What Remains of Edith Finch: The Comfort of Melancholy

Updated: Dec 8, 2022


Re-immersing in a favorite game world is deliciously tempting. I want to experience the things that I loved, and... I hope to linger on each level discovering even more treats. But while there, I have to ask myself, do I still find the same things enchanting? Or has my game experience expanded beyond the crush of one of my first loves? After two years of extolling its virtues to anyone who will listen, What Remains of Edith Finch did not disappoint.

I did feel like I was home. My favorite things are all here: true recognition of the pain of being human, a balancing tone of whimsy, architectural puzzles, well-crafted narration, mystery, and crucially for me… difficult but not impossible controller challenges. Few games thread that needle.


The premise still resonates. Seventeen-year-old Edith returns to her abandoned family home to understand how the perceived family curse has caused all but one member of every generation to die. Like Edith, I expect to be forever learning about my family history, trauma, and psychology, all while wondering how on earth I fit into it.


Like Edith, I expect to be forever learning about my family history, trauma, and psychology, all while wondering how on earth I fit into it.


Is there a family curse that keeps killing everyone? Or does the weight of being told about the curse motivate everyone into reckless behavior? I could write quite a bit about Edith Finch. But, I am going to hold myself to the top three game play mechanics that align with story events to create my most compelling emotional experiences.

1. A Way with Words I love seeing the words from Edith and her family member’s journals. They are dynamically graphic poetry on screen. These words along with her relative's sealed up bedroom décor and ephemera are all that remains of each life. They are the traces to be ingested, absorbed, and hopefully, as Edith searches the family home, to provide her with meaning and understanding of her place in the world.


The words appear and disappear in evocative ways. Sometimes so ephemerally that it’s hard to capture in screenshots. Frequently they are visual clues to prompt the player toward the golden path. Sometimes they evaporate metaphorically like the spores of a dandelion.

The most compelling use of these visible words is when they are a component in the game play mechanic. One of the best examples is Gus’ death while obstinately flying a kite in a thunderstorm to protest his father’s second marriage.


The most compelling use of these visible words is when they are a component in the game play mechanic.


Gus swore he would die before he would allow his father’s wedding to occur.

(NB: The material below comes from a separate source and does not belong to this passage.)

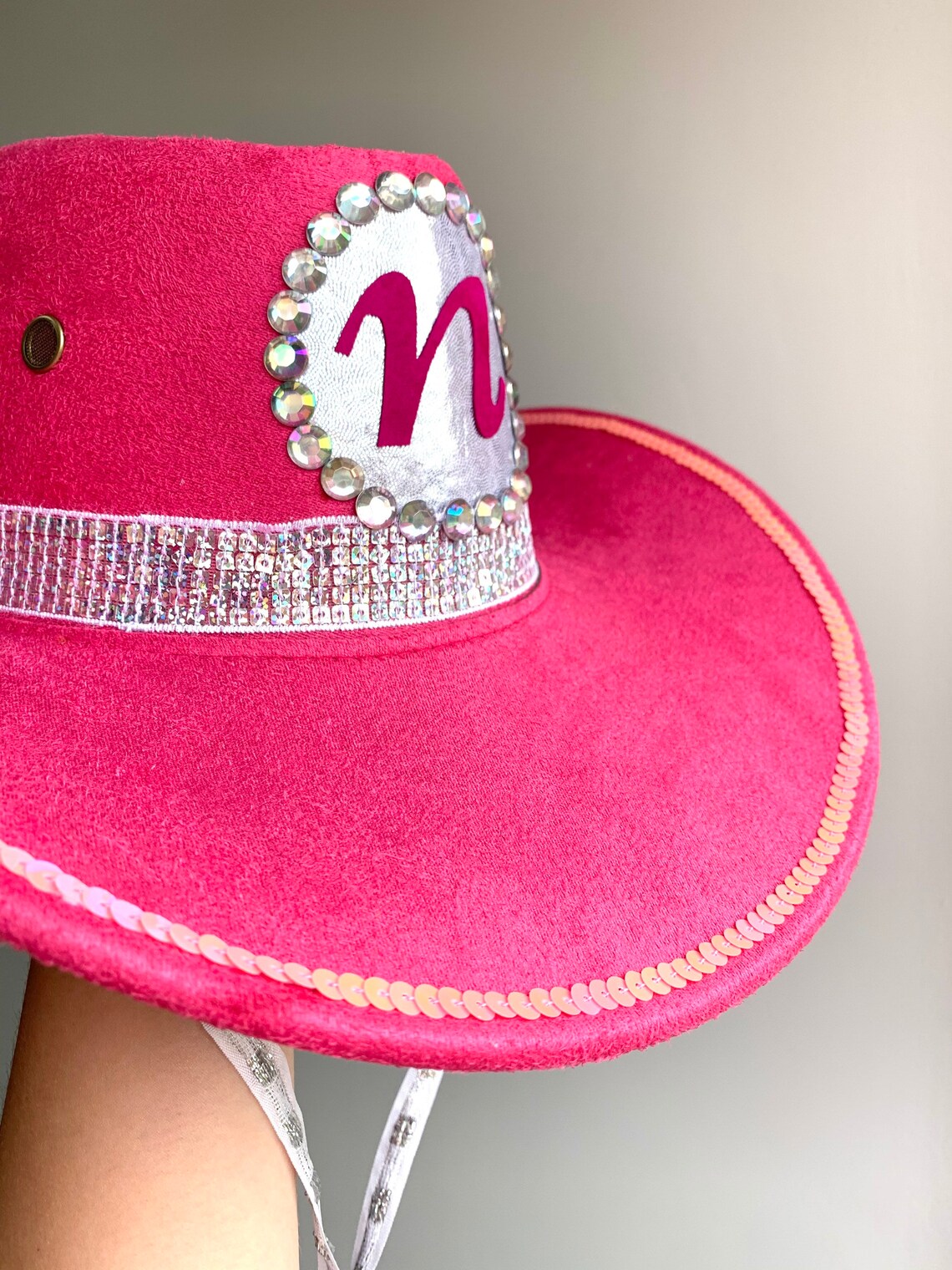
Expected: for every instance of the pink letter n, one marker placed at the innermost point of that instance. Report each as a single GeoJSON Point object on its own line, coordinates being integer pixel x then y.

As Gus, the player must fly a kite in a path to intertwine with words in several ways – sometimes to unpack or unfurl them, a few times to un-reverse or erase them, and finally to collect them.

When the storm becomes more violent, the wedding guests retreat into an event tent. The player must now use the kite mechanic to collect up all of the outdoor event tables and chairs. Eventually this collage of furniture grows so large and whips through the storm so fiercely that it blasts into the event tent and unmoors it. The tent then flies through the sky, slams into Gus, and kills him. Thus, Gus kept his word to die before his father is re-married.


2. The Camera Mechanic in Sam’s death. In this level, the player is put into several camping scenes. They must look into a camera lens through rain, fog, or a blurry landscape, find something lovely or funny to focus on, and then shoot a photograph.

I have always been a camera person—way back to when it was essential to load film, adjust the f-stop for exposure, frame your shot, and manually focus the lens. The game mechanic captures that experience perfectly. The sepia tones and melancholy sound design add notes of sentimentality.


I have always been a camera person—way back to when it was essential to load film, adjust the f-stop for exposure, frame your shot, and manually focus the lens.


Throughout each of these scenes, Sam the father is telling Dawn, his daughter that he won’t always be around and she needs to listen to him and learn hunting skills to survive.


In the penultimate sequence, the player must focus Dawn’s rifle to “shoot” a buck and Sam’s camera to “shoot” a picture of Dawn as she shoots her first buck. When the buck is shot, Dawn is horrified and can't stop crying, but Sam is proud and can't wait to document it.



Sam sets up a timer to capture a photograph of Dawn, himself, and the buck. The player must focus the camera and guide Sam’s avatar into the shot before the camera timer goes off. Once Sam is in place, the buck awakens and knocks Sam off the cliff… just as the camera clicks. Simultaneously funny and cruel. Sam's death is Finch-ian quirky and unbelievable. I love irony!


Probably the biggest reason that I love this mini-game because my dad was a lifelong duck hunter—although I was never invited or even wanted to go on a hunting trip. We did camp a lot. He did teach me outdoor survival skills. I do have his old cameras. And I do sorely miss my dad.

3. Calvin’s death by swinging. This is such an uncomplicated, yet satisfying gameplay mechanic. The player must simply and persistently swing the two thumb sticks forwards and backwards in sync with Calvin’s swinging motion. With each pass, Calvin gets higher and higher. With the camera in first person POV, I got to experience one of my childhood fantasies.


I now know exactly what would happen if I swung higher and higher. Could I actually go all the way around? Could I fly? The answer is unconditionally, YES! Thank you, Calvin Finch for doing it, so that I didn't have to die. This game put me in that swing. I saw, felt, and experienced going over the top and flying. Perfection. Simple Perfection.


Could I fly? The answer is unconditionally, YES!


Much of Edith Finch resonates with me emotionally. My favorite moments in the game are the ones that tie my remembrances of family with gameplay challenges that I can master. I feel myself in Edith, in the quirkiness of her family, and in her need to understand how she fits in.


P.S. One additional mechanic that I appreciate… Thank you #GiantSparrow Games for including the ability to replay specific character stories. That certainly helped me to write this blog entry!